A Home Equity Line of Credit (HELOC) is a financial tool used to tap equity in a home. (And equity is the part of your home that you own in full.)

Unlike many other ways to borrow against your home, like a cash refinance loan or home equity loan, a HELOC doesn’t just give you access to a lump sum cash up front. Instead, lenders give you a line of credit with an upper limit based on the value of your home and any existing mortgage.

With a HELOC, you have the flexibility to withdraw from your line of credit at any time, borrowing up to the maximum authorized amount. It works like a credit card because you then make payments based on your balance amount and can continue to borrow. This makes it useful for many people who prefer to have the flexibility to borrow as needed.

Despite the benefits, I would not consider purchasing a HELOC. Here’s why.

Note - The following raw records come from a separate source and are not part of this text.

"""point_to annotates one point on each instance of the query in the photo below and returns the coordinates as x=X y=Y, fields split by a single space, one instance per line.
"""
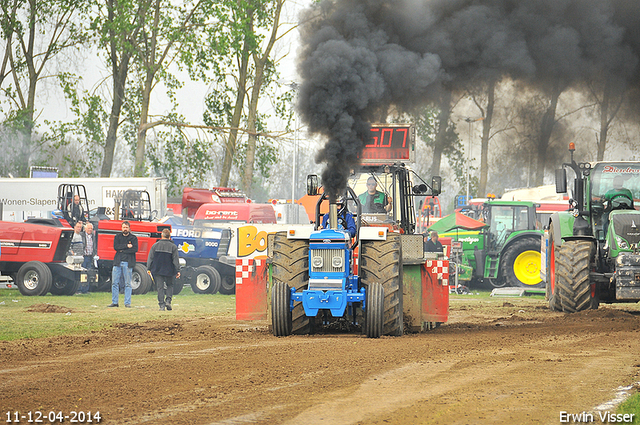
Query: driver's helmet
x=341 y=203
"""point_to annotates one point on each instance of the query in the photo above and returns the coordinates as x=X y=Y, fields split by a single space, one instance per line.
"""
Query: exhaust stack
x=333 y=215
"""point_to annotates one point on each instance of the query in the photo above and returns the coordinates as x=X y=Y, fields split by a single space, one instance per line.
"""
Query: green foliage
x=184 y=161
x=631 y=406
x=427 y=128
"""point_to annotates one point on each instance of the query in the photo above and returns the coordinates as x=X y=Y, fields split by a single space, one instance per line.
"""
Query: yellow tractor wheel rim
x=526 y=267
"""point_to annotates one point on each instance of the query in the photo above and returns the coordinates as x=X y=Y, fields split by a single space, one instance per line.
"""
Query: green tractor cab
x=591 y=253
x=504 y=249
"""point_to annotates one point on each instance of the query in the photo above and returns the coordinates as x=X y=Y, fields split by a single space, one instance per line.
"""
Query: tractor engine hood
x=625 y=226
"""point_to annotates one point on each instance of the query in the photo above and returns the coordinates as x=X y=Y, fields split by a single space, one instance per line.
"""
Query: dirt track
x=500 y=362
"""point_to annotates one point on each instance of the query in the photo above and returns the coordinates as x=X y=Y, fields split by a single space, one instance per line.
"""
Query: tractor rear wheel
x=140 y=280
x=573 y=278
x=290 y=266
x=34 y=278
x=381 y=262
x=521 y=262
x=281 y=319
x=374 y=313
x=206 y=280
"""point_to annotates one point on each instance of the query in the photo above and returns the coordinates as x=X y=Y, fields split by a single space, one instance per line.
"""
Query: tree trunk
x=230 y=148
x=441 y=135
x=139 y=170
x=260 y=63
x=119 y=81
x=486 y=132
x=546 y=128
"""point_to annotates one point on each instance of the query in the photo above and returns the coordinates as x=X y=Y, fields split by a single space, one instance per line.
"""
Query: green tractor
x=506 y=250
x=591 y=252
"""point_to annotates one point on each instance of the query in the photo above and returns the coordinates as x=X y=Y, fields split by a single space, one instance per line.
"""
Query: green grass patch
x=89 y=312
x=632 y=406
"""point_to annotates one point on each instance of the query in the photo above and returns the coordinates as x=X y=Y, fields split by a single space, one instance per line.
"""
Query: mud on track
x=506 y=361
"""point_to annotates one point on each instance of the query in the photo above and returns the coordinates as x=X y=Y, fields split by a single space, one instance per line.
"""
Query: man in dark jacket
x=163 y=265
x=433 y=244
x=126 y=245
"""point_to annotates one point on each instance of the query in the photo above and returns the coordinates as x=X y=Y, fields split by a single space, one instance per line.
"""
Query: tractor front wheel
x=572 y=276
x=34 y=278
x=521 y=262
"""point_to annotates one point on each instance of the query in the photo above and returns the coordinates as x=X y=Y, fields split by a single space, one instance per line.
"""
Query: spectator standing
x=90 y=250
x=345 y=218
x=433 y=244
x=126 y=245
x=77 y=246
x=163 y=264
x=75 y=210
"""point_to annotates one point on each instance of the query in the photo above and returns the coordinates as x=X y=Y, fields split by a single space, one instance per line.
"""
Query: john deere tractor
x=590 y=253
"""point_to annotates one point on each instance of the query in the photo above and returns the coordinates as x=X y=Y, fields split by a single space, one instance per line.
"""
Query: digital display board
x=389 y=143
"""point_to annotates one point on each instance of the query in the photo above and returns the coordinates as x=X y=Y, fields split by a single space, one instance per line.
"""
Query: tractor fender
x=526 y=234
x=562 y=223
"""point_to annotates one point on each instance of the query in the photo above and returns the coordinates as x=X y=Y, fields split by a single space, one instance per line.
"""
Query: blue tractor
x=314 y=282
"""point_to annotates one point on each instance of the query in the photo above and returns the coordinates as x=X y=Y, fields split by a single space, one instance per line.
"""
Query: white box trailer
x=22 y=198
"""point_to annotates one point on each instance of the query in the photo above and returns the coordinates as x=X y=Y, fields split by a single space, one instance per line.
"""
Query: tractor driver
x=617 y=198
x=373 y=201
x=345 y=218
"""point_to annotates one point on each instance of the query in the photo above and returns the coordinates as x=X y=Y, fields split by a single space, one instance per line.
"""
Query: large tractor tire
x=521 y=263
x=381 y=262
x=61 y=286
x=281 y=319
x=141 y=282
x=290 y=266
x=227 y=284
x=572 y=276
x=552 y=290
x=34 y=278
x=206 y=280
x=374 y=314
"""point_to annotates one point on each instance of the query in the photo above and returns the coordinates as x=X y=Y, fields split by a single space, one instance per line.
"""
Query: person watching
x=433 y=244
x=373 y=201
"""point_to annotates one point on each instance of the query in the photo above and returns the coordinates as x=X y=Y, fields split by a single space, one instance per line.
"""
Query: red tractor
x=34 y=254
x=133 y=206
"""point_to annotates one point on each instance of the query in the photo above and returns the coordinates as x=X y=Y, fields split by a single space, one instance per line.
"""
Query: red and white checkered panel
x=245 y=267
x=439 y=268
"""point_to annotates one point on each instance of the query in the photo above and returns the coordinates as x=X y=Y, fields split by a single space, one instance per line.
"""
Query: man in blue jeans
x=126 y=245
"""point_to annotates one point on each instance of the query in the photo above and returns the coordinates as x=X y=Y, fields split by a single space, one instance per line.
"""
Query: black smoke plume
x=359 y=58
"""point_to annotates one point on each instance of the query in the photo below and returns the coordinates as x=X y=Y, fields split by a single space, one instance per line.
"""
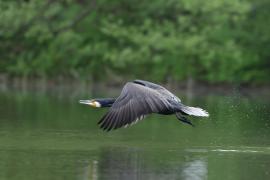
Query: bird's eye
x=140 y=83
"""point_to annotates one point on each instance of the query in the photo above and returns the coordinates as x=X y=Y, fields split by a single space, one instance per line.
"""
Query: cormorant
x=138 y=99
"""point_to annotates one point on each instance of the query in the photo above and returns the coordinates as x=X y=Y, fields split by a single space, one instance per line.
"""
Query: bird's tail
x=194 y=111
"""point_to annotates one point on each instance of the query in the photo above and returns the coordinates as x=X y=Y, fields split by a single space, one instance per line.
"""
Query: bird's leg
x=184 y=119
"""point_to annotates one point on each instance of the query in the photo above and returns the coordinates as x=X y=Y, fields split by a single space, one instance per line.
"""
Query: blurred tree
x=213 y=41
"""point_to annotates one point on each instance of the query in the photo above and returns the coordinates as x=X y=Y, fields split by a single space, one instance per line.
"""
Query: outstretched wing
x=134 y=102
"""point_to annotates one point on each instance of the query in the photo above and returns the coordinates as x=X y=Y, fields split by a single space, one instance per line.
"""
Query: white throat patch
x=97 y=104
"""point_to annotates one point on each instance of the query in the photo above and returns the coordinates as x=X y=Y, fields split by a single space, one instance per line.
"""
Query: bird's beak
x=88 y=102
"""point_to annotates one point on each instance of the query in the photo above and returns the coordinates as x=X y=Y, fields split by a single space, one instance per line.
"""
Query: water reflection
x=132 y=164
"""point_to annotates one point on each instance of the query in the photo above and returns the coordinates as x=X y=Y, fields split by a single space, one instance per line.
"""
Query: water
x=46 y=136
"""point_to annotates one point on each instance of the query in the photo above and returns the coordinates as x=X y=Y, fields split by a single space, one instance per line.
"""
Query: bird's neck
x=106 y=102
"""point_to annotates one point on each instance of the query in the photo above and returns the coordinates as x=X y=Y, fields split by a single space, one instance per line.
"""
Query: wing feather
x=134 y=102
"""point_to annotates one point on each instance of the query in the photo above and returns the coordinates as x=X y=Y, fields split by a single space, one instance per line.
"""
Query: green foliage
x=213 y=41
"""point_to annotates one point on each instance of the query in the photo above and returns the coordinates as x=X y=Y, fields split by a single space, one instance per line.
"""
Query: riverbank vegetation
x=220 y=41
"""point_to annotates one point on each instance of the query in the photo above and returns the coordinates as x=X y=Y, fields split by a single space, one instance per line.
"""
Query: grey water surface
x=47 y=136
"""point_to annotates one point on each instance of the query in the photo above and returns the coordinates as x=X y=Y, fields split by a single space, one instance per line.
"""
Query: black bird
x=138 y=99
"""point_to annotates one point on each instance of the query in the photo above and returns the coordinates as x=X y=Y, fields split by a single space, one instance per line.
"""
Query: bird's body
x=138 y=99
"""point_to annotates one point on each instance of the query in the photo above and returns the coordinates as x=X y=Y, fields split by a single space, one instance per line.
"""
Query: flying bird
x=138 y=99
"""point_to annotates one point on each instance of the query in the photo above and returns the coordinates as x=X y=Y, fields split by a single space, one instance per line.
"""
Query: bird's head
x=93 y=103
x=100 y=102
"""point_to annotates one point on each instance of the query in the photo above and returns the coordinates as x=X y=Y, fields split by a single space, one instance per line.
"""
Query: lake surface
x=51 y=136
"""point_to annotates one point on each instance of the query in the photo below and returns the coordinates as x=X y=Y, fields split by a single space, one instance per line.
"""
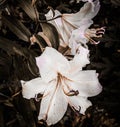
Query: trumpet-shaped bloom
x=62 y=82
x=72 y=28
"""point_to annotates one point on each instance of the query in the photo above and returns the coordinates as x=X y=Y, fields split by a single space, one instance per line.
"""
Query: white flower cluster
x=63 y=82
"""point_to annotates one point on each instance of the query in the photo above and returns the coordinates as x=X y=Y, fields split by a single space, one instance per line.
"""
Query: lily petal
x=50 y=63
x=80 y=60
x=53 y=104
x=86 y=82
x=33 y=87
x=80 y=104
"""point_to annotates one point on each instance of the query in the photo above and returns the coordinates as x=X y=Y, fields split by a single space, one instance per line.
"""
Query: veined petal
x=86 y=82
x=50 y=63
x=53 y=105
x=33 y=87
x=78 y=103
x=80 y=60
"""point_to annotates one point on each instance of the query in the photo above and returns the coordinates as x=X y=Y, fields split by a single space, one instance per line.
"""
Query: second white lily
x=62 y=82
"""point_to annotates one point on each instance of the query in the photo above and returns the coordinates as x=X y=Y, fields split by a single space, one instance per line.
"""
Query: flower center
x=66 y=88
x=94 y=33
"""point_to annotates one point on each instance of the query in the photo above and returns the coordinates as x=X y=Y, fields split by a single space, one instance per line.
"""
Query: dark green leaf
x=51 y=32
x=29 y=9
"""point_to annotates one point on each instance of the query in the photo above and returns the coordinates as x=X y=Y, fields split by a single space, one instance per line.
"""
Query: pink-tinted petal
x=86 y=82
x=50 y=63
x=80 y=60
x=31 y=88
x=53 y=105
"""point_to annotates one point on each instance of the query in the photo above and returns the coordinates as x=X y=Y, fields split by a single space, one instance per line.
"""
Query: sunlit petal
x=53 y=104
x=86 y=82
x=33 y=87
x=80 y=59
x=50 y=63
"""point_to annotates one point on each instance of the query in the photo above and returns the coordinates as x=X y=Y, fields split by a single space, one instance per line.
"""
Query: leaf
x=51 y=32
x=29 y=9
x=17 y=27
x=40 y=41
x=11 y=48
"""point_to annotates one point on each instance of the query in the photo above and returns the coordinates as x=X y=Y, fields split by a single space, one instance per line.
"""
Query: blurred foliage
x=19 y=21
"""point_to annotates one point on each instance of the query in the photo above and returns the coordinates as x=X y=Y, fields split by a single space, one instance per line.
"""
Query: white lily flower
x=73 y=28
x=62 y=82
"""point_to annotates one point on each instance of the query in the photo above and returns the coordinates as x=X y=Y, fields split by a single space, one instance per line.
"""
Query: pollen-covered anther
x=98 y=32
x=72 y=93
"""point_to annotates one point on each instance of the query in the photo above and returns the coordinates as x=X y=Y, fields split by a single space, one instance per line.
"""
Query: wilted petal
x=53 y=104
x=79 y=104
x=80 y=60
x=86 y=82
x=33 y=87
x=50 y=63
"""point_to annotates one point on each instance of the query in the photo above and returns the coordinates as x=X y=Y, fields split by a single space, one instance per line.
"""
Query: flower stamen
x=94 y=33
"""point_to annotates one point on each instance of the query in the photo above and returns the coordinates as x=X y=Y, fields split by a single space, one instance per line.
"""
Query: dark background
x=17 y=62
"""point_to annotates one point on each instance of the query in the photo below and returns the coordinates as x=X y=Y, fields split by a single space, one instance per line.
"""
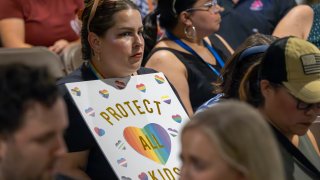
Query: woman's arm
x=297 y=22
x=166 y=62
x=12 y=33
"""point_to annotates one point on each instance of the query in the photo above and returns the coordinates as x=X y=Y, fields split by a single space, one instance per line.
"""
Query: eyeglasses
x=206 y=7
x=301 y=105
x=305 y=106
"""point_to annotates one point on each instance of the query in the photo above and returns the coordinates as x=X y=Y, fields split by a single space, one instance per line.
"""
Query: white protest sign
x=136 y=122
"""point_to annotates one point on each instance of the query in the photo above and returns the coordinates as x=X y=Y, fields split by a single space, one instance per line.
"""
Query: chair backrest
x=35 y=56
x=72 y=57
x=315 y=129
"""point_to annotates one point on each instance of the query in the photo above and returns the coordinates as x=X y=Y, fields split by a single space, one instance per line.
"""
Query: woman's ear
x=185 y=18
x=265 y=88
x=94 y=42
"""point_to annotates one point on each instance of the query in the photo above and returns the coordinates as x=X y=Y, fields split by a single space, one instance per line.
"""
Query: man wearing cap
x=240 y=19
x=290 y=89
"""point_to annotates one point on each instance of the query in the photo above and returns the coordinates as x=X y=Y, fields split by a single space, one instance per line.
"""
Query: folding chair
x=72 y=57
x=315 y=129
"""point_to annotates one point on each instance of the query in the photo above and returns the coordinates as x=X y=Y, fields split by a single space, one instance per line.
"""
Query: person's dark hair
x=101 y=21
x=168 y=19
x=21 y=86
x=240 y=78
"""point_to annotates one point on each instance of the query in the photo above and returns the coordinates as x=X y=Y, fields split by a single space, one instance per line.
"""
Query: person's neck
x=290 y=136
x=181 y=35
x=105 y=74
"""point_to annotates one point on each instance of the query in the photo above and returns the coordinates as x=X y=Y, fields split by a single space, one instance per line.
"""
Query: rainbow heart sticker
x=104 y=93
x=125 y=178
x=141 y=87
x=99 y=131
x=166 y=99
x=159 y=79
x=120 y=145
x=143 y=176
x=90 y=112
x=152 y=141
x=177 y=118
x=76 y=91
x=173 y=132
x=122 y=162
x=120 y=84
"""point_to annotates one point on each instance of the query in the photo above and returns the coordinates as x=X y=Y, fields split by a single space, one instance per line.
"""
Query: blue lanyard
x=189 y=49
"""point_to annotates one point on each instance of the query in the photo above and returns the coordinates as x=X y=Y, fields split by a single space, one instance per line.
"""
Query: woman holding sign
x=112 y=44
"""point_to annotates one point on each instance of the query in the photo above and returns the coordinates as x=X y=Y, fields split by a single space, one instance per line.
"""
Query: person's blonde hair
x=242 y=138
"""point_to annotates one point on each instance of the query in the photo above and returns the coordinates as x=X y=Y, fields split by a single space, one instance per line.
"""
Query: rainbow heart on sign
x=104 y=93
x=122 y=162
x=173 y=132
x=143 y=176
x=76 y=91
x=177 y=118
x=120 y=84
x=159 y=79
x=99 y=131
x=166 y=99
x=152 y=141
x=90 y=112
x=141 y=87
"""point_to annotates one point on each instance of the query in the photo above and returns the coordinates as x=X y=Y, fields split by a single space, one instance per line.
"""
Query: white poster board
x=136 y=122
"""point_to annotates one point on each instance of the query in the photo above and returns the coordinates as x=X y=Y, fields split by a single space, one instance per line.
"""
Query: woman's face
x=281 y=109
x=201 y=161
x=206 y=20
x=121 y=48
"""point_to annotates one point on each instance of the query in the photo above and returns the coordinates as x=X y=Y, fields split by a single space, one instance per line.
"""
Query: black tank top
x=200 y=76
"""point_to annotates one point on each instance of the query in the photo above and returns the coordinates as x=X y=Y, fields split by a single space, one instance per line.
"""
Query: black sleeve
x=284 y=6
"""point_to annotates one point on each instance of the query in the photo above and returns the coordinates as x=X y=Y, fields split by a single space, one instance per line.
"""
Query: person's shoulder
x=75 y=76
x=300 y=13
x=211 y=102
x=302 y=10
x=144 y=70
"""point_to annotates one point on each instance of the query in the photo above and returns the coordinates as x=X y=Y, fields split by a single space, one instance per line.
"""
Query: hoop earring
x=98 y=57
x=190 y=34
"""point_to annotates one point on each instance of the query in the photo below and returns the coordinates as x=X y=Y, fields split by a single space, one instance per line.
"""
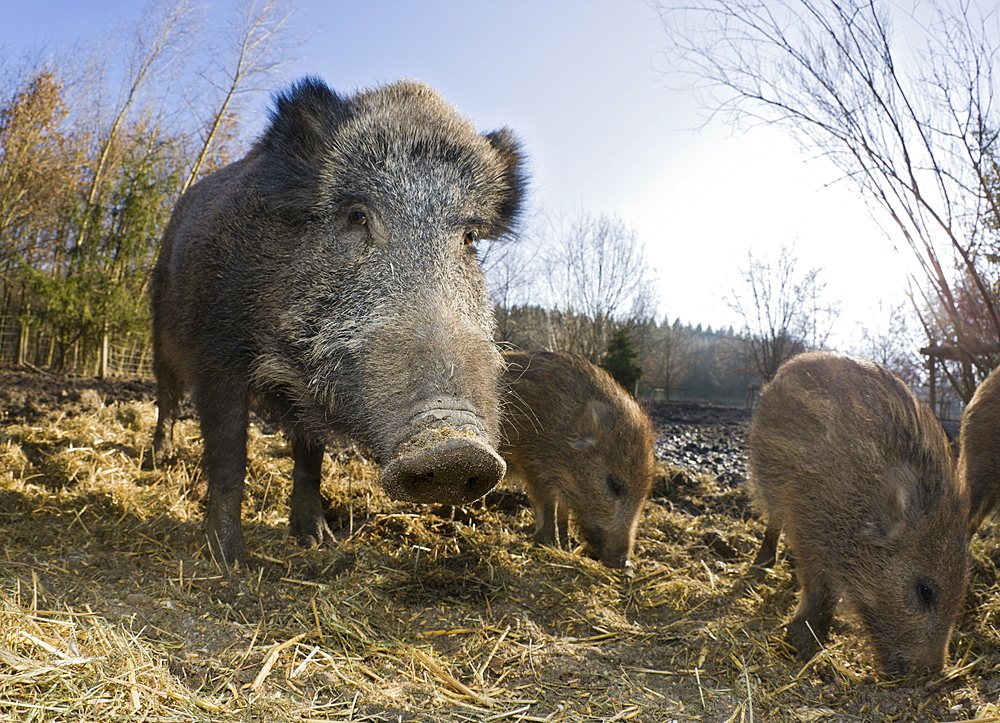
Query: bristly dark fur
x=329 y=279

1. I don’t want an open line of credit on my home

A home equity line of credit gives you the flexibility to borrow as much as you want, up to your maximum line of credit. But your home serves as collateral and secures any debt you incur. If you are unable to make the required minimum payments borrowed from your line of credit, the lender may take action to foreclose on your home.

I don’t think it’s likely that I will become unable to make payments. But I also don’t want to take the risk of putting my home in jeopardy – especially because having an open line of credit available at a low interest rate could create an increased temptation to borrow money. I prefer to know that my equity is safe in my house. Or, if I have to borrow against it, I would go for a home equity loan. Then I would know in advance exactly how much equity I was putting at risk – and what my monthly payments and borrowing costs would be over time.

2. Most HELOCs have a variable interest rate

Most of the time, home equity lines of credit have variable interest rates. This is not always the case, but it is certainly more common to find lenders offering variable rates than fixed rates. And I’m not a fan of variable rate loans because I prefer certainty when it comes to borrowing.

With a variable rate loan, the interest rate could increase on a HELOC and increase total costs and monthly payments. This increases the risk of the loan becoming unaffordable, which is definitely not something you want to see happen when your home is in jeopardy.

Due to the risk to my property and the potential surprise costs associated with a home equity line of credit, I decided that this type of loan was not for me. This doesn’t necessarily mean it’s not the right choice for everyone, but if you are considering a HELOC, be sure to think about the possible downsides and explore alternatives before putting your capital at risk.